安倍首相は「国政選挙に6連勝した。国民は私を支持した」というが、より正確に言えば公明党支持者を含め有権者の4分の1弱の票によって国政の“独占”に成功しているといえるのだ。だから内閣支持率が30パーセントを切らない限り安倍首相は枕を高くして眠られるに違いない。

高橋純子朝日新聞社編集委員兼論説委員によると、「今の政治を見たときに、“桜を見る会”なんかもそうだが結局、安倍さんのサークルの中に入ればすごく厚遇されるが、サークル内とサークル外との分断がものすごくある」という。良くも悪くもこの「敵味方を峻別し、中間を排除する政治手法、トランプ大統領のやり方とよく似ている。

同質な安倍・トランプ政治

トランプ大統領に対する批判、攻撃が強まれば強まるほど岩盤支持層(低学歴・白人労働者層、原理的宗教信奉者たち)は、自分の身が脅かされたかのように結束し、より必死にトランプ大統領を支持する。危機感に追い立てられ「絶対に投票に行く」30パーセントと、広くゆるい反トランプ感情に支えられた40パーセントのリベラル層では迫力、行動力が違う。だから前回の米大統領選挙では全米の一般投票ではヒラリー候補が300万票も上回ったのに各州ごとの大統領選挙人を争奪する戦いではトランプに負けたのだ。
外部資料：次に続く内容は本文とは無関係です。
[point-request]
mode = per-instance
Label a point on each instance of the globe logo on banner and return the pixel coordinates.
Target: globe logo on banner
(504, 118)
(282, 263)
この状況をひっくり返して見ているのが未だ政界仕掛人たらんとする小沢一郎氏だ。与党313議席、野党130議席で自公の大勝利に終わった2017年10月の衆議院選挙。この選挙は幻の「小池新党」に踊らされて民主党が分裂、野党にとっては最悪の条件で行われた選挙だった。

しかし、比例区の票を見ると自民1855万票に対し、立憲民主党は、その6割近い1108万票を取っている。さらに2012年以降の国政選挙での自公の絶対得票率(全有権者に占める得票比率)は、20パーセントに過ぎない。19年参議院選挙では、18.9パーセントで2割も切った。「一強の裏側には顧みられない消極的な“NO”の声が積みあがる」(日経1月12日)との指摘は鋭い。

だからこそ小沢氏は、全野党が「安倍政権打倒で結束すれば政権交代は確実なのに何故、踏み切らないのか」と地団駄踏むわけだ。しかし、通常国会冒頭解散の可能性が消えた瞬間、春の雪のように消えてしまった野党結集論議とはなんとはかないものか。

是枝監督のインタビューに戻れば彼は、こんな風にも言う。「“4割”に対する想像力を涵養(かんよう)するのが映画、小説じゃないかな」。

いや是枝さん、政治の仕事です。